Dalam siaran persnya yang diterima ROL, baru-baru ini, seminar bertujuan untuk mengangkat nilai budaya pencak silat di mata internasional. Sehingga budaya asli Indonesia tidak diambil, dicuri atau bahkan diakui oleh negara lain. Karena budaya nasional yang kita miliki menarik di mata dunia dan perlu dilestarikan khususnya di kalangan generasi muda.
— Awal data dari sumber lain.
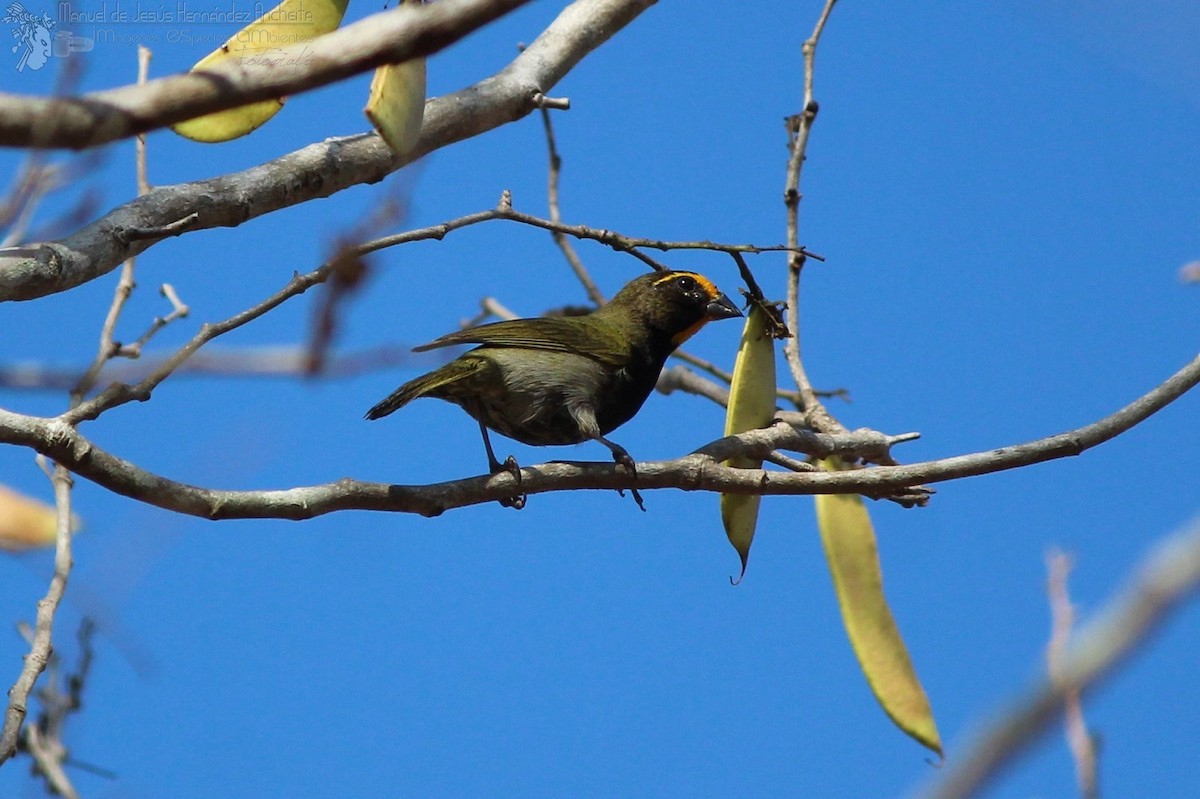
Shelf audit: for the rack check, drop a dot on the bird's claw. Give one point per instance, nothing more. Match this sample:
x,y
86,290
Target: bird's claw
x,y
623,460
510,466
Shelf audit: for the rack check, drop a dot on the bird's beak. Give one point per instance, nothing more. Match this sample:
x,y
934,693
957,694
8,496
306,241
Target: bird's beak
x,y
721,308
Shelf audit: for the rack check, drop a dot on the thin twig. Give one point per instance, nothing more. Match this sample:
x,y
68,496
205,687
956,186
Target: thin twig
x,y
556,215
1062,613
1164,580
799,127
40,652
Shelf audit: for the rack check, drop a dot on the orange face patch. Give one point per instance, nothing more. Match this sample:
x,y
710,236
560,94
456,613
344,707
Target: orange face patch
x,y
701,281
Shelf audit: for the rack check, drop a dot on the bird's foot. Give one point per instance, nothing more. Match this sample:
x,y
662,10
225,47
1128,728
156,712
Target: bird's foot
x,y
623,458
510,466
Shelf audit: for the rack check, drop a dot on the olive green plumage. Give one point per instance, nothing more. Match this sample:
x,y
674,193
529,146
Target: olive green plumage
x,y
567,379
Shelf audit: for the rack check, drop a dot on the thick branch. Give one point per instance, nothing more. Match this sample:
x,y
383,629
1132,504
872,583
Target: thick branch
x,y
316,170
390,37
697,472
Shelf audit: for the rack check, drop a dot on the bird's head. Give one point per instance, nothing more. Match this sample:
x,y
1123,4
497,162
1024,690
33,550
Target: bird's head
x,y
673,302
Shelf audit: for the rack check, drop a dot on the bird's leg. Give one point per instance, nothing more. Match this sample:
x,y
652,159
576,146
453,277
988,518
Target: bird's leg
x,y
622,457
496,467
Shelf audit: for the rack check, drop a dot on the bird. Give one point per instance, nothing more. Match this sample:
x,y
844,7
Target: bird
x,y
557,380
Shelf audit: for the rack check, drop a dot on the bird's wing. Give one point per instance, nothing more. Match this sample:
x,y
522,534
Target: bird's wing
x,y
555,334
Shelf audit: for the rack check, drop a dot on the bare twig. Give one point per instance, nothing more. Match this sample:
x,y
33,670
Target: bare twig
x,y
799,127
40,650
1168,576
556,214
257,361
1062,613
143,76
178,311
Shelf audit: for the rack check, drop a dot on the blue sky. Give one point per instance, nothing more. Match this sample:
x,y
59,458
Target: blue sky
x,y
1003,193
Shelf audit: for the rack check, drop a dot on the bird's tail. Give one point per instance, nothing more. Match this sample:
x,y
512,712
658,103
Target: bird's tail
x,y
437,383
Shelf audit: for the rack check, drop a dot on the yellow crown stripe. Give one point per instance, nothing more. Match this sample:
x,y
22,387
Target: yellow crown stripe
x,y
703,282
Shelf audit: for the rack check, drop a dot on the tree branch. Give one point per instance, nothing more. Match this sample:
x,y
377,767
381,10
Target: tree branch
x,y
389,37
313,172
1164,581
702,470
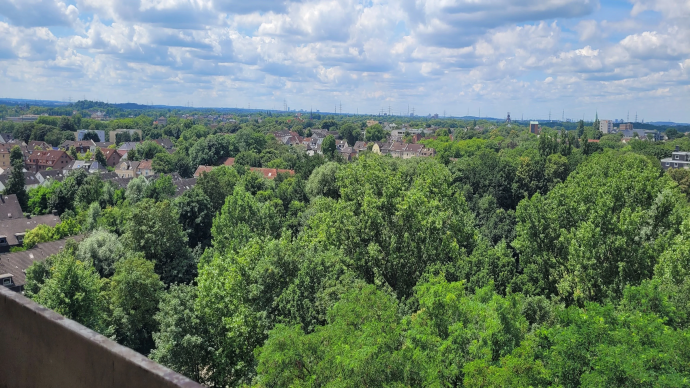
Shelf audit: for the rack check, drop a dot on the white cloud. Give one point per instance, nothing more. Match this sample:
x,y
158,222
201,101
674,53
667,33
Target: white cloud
x,y
430,53
39,13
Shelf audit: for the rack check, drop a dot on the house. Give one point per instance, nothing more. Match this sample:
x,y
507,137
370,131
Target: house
x,y
12,231
10,208
41,160
678,159
113,134
103,144
227,162
112,157
201,170
81,146
144,168
271,173
39,145
126,169
128,146
46,177
15,264
165,143
6,137
183,185
360,146
30,181
80,134
91,166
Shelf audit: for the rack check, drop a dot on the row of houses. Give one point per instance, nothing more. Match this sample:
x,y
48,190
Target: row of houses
x,y
267,173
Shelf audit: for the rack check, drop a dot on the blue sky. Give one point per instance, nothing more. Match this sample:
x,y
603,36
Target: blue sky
x,y
528,57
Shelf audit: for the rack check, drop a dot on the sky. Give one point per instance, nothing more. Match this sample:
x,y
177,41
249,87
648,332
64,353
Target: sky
x,y
571,58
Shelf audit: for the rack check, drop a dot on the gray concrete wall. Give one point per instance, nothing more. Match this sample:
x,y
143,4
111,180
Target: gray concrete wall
x,y
40,348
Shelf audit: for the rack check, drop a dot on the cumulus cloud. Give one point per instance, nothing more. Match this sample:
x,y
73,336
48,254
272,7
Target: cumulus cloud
x,y
454,23
445,53
39,13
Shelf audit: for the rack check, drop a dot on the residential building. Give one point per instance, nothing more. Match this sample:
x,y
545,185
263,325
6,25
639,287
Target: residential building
x,y
165,143
41,160
46,177
39,145
10,208
113,134
678,159
91,166
79,135
6,137
17,263
606,126
12,231
360,146
201,170
534,127
112,157
126,169
81,146
23,118
145,168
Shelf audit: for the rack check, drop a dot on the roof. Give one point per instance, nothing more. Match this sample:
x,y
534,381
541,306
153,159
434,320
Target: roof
x,y
78,144
183,185
165,143
145,165
108,152
271,173
227,162
202,169
9,228
47,157
16,263
9,207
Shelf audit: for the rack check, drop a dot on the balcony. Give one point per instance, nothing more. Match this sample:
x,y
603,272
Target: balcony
x,y
40,348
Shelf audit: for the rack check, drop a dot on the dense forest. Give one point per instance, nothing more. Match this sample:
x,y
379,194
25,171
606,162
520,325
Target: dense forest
x,y
506,260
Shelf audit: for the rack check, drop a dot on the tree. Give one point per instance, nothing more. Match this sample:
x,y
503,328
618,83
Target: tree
x,y
91,135
153,228
350,133
100,158
374,133
16,183
328,146
580,129
181,343
102,250
73,290
588,238
323,182
196,216
134,293
73,152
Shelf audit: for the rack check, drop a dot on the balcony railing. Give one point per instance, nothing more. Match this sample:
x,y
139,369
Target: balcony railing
x,y
40,348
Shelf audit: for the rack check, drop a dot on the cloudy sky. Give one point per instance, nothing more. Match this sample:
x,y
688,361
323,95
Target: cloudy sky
x,y
528,57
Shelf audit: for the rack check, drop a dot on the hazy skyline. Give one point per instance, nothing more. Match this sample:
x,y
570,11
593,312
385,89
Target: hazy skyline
x,y
528,57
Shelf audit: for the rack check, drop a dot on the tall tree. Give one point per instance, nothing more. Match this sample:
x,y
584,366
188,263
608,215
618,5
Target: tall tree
x,y
16,183
328,146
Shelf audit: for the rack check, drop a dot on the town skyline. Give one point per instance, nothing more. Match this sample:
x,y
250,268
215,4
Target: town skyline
x,y
579,55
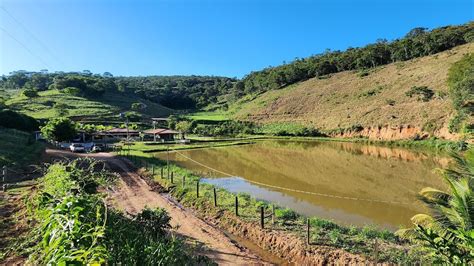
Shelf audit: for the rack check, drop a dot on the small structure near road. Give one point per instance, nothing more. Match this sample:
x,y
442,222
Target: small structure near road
x,y
161,134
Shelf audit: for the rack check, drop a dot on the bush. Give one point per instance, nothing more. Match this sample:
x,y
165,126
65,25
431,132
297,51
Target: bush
x,y
72,91
286,214
423,93
30,93
59,129
11,119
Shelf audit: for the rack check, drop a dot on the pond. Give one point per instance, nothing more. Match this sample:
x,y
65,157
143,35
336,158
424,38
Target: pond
x,y
349,183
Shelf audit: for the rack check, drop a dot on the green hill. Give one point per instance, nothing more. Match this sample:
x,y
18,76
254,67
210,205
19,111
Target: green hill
x,y
374,103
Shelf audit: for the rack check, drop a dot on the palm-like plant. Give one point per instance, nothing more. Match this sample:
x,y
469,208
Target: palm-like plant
x,y
449,231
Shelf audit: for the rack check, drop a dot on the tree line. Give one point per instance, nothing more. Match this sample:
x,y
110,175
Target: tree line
x,y
176,92
416,43
194,92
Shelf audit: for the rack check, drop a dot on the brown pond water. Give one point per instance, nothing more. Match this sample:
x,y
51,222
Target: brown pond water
x,y
384,180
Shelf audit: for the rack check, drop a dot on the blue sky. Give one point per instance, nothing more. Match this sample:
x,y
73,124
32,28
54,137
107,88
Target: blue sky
x,y
224,38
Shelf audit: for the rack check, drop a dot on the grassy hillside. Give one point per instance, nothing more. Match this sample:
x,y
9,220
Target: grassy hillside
x,y
106,106
18,147
352,99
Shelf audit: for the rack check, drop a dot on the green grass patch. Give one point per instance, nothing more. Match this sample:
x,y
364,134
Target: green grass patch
x,y
18,148
358,240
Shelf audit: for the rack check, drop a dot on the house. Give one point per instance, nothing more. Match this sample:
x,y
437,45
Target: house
x,y
162,134
117,133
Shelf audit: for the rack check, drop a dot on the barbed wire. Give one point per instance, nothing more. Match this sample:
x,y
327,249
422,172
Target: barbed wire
x,y
290,189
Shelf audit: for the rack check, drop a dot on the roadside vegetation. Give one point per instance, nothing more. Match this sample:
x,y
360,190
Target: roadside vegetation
x,y
355,240
72,224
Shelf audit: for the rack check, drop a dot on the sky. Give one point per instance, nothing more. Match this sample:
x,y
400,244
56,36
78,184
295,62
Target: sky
x,y
209,37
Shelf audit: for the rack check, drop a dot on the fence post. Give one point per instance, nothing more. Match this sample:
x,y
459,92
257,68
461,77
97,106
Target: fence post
x,y
215,197
308,232
236,206
197,189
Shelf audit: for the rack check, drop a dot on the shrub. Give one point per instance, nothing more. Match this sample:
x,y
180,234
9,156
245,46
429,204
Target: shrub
x,y
72,91
30,93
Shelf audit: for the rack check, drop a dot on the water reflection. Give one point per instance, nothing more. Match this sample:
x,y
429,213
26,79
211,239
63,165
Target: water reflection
x,y
334,168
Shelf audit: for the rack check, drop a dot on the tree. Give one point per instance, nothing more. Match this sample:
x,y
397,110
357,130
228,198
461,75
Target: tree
x,y
30,93
59,129
449,231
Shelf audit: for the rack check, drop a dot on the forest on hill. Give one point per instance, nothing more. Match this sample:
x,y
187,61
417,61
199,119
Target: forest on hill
x,y
195,92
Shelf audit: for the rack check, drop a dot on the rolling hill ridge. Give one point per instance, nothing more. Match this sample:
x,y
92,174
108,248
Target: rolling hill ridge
x,y
376,103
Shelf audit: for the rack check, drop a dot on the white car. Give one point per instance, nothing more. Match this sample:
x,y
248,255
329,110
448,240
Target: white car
x,y
77,147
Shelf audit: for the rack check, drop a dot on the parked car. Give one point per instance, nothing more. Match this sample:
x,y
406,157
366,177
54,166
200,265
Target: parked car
x,y
77,147
98,147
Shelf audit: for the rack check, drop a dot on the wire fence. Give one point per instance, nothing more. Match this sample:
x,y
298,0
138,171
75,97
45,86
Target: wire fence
x,y
264,214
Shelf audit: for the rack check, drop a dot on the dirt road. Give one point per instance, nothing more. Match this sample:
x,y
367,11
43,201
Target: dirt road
x,y
132,194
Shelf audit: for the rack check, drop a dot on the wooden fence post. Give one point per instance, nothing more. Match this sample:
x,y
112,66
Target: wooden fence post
x,y
215,197
236,206
197,189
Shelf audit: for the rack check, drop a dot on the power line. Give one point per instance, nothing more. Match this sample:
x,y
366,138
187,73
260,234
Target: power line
x,y
26,48
45,47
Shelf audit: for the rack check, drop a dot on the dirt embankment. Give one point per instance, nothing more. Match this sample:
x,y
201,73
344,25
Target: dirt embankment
x,y
287,245
395,133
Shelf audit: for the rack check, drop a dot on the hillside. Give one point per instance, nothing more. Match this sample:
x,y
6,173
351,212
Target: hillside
x,y
370,103
105,107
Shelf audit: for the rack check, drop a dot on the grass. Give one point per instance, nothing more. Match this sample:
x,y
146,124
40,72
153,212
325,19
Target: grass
x,y
358,240
107,106
72,225
149,147
208,116
18,148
Ketua Ikatan Pencak Silat Indonesia (IPSI), Prof Dr Eddy Nalapraya dalam sambutannya mengatakan, IPSI dibentuk di Solo pada 18 Mei 1948. Silat, katanya, mengandung aspek security and prosperity, artinya pencak silat bisa menunjang ketahanan nasional. Pencak silat harus didorong oleh pemerintah, tidak cukup hanya adanya beberapa perguruan silat di Indonesia.
“Dalam pencak silat ada kaidah, yaitu jangan menyakiti hati orang lain."
Tahun 1987, silat pertama kali dipertandingkan di Sea Games. "Pelestarian pencak silat bisa dilakukan dengan cara memasukkan program pencak silat wajib di SD, SMP, SMA”, ujar Eddie M Nalapraya, seraya mengatakan, negara tetangga kita sudah dua langkah lebih cepat dalam mengembangkan silat.
Sementara itu, budayawan Prof. Eddie Sedyawati mengatakan bahwa selain menggembangkan gerak, penting juga mengembangkan literature. Penelitian mengenai pencak silat diperlukan guna memperkuat data mengenai salah satu nilai budaya kebanggaan bangsa ini.